Hot-oil splashing burns (BLOCK-level safety). Target: Gentle lowering of the batter into oil; no splashing; oil never smoking. Why it matters: Hot oil burns are among the worst kitchen injuries. Wet potato dropped from height splashes oil onto skin; oil heated past its smoke point (~200 °C for most neutral oils) breaks down and risks fire. Water hitting hot oil also flashes to steam violently. What to do: Dry potatoes thoroughly (squeezed in cloth, then patted with paper). Lower scoops with a spatula held close to the oil surface — let them slide in, not drop. Keep a lid nearby. Never leave hot oil unattended. If oil smokes, lower the heat immediately.

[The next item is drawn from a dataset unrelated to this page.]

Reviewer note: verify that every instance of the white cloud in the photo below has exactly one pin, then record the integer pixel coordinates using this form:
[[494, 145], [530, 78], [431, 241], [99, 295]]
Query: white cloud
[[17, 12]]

Oil too cold, latkes soggy and grease-laden. Target: A piece of batter dropped in sizzles immediately with steady bubbles; thermometer reads 170–180 °C. Why it matters: Below ~160 °C, the latke absorbs more oil than it sets. The surface stays porous, and instead of crust you get pale, greasy potato. Above 180 °C the crust forms before the inside cooks. What to do: Heat oil patiently before the first batch; test with a single small dollop. Between batches, give the oil 30 seconds to recover heat. Drain finished latkes on a wire rack over paper towels — paper towel alone traps steam from below and softens the crust.

What to look for

  • A faint rim of bubbles around each latke when it first hits the oil: the oil is at temperature; if it sits silent and pale, the oil is too cold.
  • A deep mahogany-gold crust, not pale yellow, on the first side after 3–4 minutes: Maillard browning is complete; flip now, not earlier.
  • A firm edge that lifts cleanly with a spatula: the starch has set; lift too early and the latke tears apart.
  • A torn-open centre that's tender and translucent, not chalky white: the starch has gelatinised; the latke is cooked through.

A note on history

Latkes' connection to Hanukkah comes from the oil-miracle tradition — a single flask of consecrated oil that burned for eight days — which is why Jews eat foods fried in oil during the festival. The earliest written reference to fried pancakes (levivot) on Hanukkah is in a 1322 poem by Rabbi Kalonymus ben Kalonymus, but the original Hanukkah pancakes in 14th-century Italian Jewish tradition were ricotta-based; the potato latke is a much later adaptation, emerging in Eastern Europe in the late 18th or early 19th century, when potatoes became cheap and widely available. Sources: A Brief History of Latkes (Reform Judaism), The Real History of Potato Latkes (The Nosher / My Jewish Learning).